BirminghamWorld
- BirminghamWorld logo
- Website type: News; Politics; Sport;
- Available in: English
- Owner: National World
- Editor: Fionnuala Bourke
- Website: www.birminghamworld.uk
- Commercial: Yes
- Launched: 2021
- Current status: Active

= BirminghamWorld =

Media company in United Kingdom

BirminghamWorld is a news media publisher based in the United Kingdom, aimed at people in Birmingham and the West Midlands.

Launched in late 2021, BirminghamWorld is part of a portfolio of UK news websites launched by National World plc, the new owners of JPIMedia.

== Background ==
Following the acquisition of JPIMedia Publishing by National World Plc in January 2021, the company began expanding its footprint into several major metropolitan areas in the UK.

Having successfully launched a new national newspaper online, Nationalworld.com, the group launched similar websites in eight regions: Manchester, Liverpool, Newcastle, Glasgow, London, Birmingham, Bristol and Wales.

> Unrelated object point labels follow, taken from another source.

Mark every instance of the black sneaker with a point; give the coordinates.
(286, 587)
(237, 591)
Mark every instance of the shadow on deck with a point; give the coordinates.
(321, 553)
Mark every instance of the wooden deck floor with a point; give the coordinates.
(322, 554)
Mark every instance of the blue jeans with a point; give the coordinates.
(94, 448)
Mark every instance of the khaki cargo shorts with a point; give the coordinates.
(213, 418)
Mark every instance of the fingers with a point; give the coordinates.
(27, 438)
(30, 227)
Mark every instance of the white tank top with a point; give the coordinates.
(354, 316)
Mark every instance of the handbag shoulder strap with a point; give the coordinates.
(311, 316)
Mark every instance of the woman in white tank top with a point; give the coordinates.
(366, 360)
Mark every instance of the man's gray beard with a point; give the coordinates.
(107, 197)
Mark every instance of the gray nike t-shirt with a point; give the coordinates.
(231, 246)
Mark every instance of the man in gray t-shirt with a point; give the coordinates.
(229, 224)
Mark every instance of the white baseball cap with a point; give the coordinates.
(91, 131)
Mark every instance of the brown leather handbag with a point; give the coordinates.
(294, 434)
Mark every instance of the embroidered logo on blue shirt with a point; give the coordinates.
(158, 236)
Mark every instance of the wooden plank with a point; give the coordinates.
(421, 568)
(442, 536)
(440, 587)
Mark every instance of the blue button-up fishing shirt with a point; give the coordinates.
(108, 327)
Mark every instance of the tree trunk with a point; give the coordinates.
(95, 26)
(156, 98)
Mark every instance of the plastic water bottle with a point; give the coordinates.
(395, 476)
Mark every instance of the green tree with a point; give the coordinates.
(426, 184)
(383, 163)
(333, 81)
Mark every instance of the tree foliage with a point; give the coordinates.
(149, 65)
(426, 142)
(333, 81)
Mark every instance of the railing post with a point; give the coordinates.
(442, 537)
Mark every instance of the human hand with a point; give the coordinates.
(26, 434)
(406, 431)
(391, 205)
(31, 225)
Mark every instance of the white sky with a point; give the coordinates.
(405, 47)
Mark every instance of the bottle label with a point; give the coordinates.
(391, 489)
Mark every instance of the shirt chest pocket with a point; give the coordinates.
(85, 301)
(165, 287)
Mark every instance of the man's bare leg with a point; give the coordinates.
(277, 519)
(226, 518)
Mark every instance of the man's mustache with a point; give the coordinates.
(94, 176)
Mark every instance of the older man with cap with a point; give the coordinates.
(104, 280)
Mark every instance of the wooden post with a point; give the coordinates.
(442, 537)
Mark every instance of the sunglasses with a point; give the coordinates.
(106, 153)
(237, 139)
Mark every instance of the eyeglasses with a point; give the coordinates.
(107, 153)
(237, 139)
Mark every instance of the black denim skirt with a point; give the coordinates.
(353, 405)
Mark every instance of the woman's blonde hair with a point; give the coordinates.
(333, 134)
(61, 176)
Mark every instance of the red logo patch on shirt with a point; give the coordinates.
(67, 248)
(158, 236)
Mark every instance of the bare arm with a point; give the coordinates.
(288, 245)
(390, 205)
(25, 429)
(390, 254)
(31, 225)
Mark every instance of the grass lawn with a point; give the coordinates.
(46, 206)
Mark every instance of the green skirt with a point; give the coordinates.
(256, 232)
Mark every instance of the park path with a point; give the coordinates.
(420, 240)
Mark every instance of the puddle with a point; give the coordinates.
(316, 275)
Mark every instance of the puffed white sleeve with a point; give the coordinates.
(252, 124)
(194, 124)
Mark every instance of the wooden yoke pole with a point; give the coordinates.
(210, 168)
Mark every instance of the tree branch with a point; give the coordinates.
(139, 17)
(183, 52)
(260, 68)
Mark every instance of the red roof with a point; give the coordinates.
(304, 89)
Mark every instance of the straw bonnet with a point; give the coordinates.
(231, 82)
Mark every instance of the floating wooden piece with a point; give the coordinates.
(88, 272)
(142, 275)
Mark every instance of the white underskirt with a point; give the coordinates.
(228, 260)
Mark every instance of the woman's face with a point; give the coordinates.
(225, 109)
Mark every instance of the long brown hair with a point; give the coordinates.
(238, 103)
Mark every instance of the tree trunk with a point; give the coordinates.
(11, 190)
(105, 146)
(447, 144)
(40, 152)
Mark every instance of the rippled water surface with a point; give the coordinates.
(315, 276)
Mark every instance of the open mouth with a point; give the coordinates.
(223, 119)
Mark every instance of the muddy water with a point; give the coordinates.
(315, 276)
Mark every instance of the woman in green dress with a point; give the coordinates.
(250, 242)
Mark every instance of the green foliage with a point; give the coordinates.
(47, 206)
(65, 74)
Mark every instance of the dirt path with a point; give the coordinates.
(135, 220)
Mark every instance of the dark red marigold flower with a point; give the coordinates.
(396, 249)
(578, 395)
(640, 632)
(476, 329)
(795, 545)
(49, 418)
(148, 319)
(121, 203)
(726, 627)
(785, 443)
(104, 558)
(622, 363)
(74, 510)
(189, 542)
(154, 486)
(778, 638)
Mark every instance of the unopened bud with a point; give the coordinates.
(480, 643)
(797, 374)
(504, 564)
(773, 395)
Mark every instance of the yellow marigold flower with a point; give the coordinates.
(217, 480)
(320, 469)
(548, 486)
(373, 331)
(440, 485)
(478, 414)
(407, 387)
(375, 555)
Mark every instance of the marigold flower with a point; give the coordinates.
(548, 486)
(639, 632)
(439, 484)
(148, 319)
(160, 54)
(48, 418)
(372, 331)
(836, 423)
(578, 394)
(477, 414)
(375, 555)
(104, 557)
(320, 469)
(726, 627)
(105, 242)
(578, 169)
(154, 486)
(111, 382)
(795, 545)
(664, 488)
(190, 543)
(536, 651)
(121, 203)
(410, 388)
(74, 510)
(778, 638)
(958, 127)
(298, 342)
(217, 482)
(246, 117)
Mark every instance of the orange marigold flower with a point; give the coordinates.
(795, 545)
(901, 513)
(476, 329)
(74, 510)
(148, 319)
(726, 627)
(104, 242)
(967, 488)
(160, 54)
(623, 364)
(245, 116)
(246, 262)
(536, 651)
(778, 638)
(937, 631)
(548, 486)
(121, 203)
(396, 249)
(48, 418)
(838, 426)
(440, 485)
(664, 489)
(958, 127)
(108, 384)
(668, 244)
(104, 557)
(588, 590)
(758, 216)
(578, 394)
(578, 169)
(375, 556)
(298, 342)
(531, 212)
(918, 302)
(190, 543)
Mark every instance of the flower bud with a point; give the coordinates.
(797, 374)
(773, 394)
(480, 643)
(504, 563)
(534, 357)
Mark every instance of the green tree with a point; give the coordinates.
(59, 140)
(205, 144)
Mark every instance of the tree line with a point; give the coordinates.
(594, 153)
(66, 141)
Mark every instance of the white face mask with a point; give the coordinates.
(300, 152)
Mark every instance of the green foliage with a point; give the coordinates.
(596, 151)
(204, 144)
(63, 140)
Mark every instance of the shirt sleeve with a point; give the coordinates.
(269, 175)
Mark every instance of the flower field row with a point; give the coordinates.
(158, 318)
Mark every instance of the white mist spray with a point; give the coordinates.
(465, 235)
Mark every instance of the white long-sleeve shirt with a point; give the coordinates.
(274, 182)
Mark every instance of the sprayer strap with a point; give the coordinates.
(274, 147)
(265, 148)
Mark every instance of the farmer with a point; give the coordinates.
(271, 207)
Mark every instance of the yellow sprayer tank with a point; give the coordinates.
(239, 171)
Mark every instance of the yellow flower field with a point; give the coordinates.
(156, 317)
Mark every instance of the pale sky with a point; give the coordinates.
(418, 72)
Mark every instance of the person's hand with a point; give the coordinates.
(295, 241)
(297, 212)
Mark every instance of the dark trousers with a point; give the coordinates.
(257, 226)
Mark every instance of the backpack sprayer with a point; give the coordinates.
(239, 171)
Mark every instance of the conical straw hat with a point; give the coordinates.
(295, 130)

Fionnuala Bourke, former Commercial Audience Editor at Reach plc - Midlands, Cheshire and Lincolnshire, was appointed as Editor for BirminghamWorld.

== Content ==
BirminghamWorld follows the objectives of its sister titles, all under the NationalWorld editorial ethos.

NationalWorld describes itself as a "national news brand, produced by a team of journalists, editors, video producers and designers who live and work across the UK" with the "aim to provide incisive, informed and intelligent coverage of the issues that matter".

The media platform divides its news output into sub-sections including News, Football, Health, Transport, People, Lifestyle, Property, What's On, Your Birmingham, and current topical news including the Gaza and Ukraine crises from a local perspective.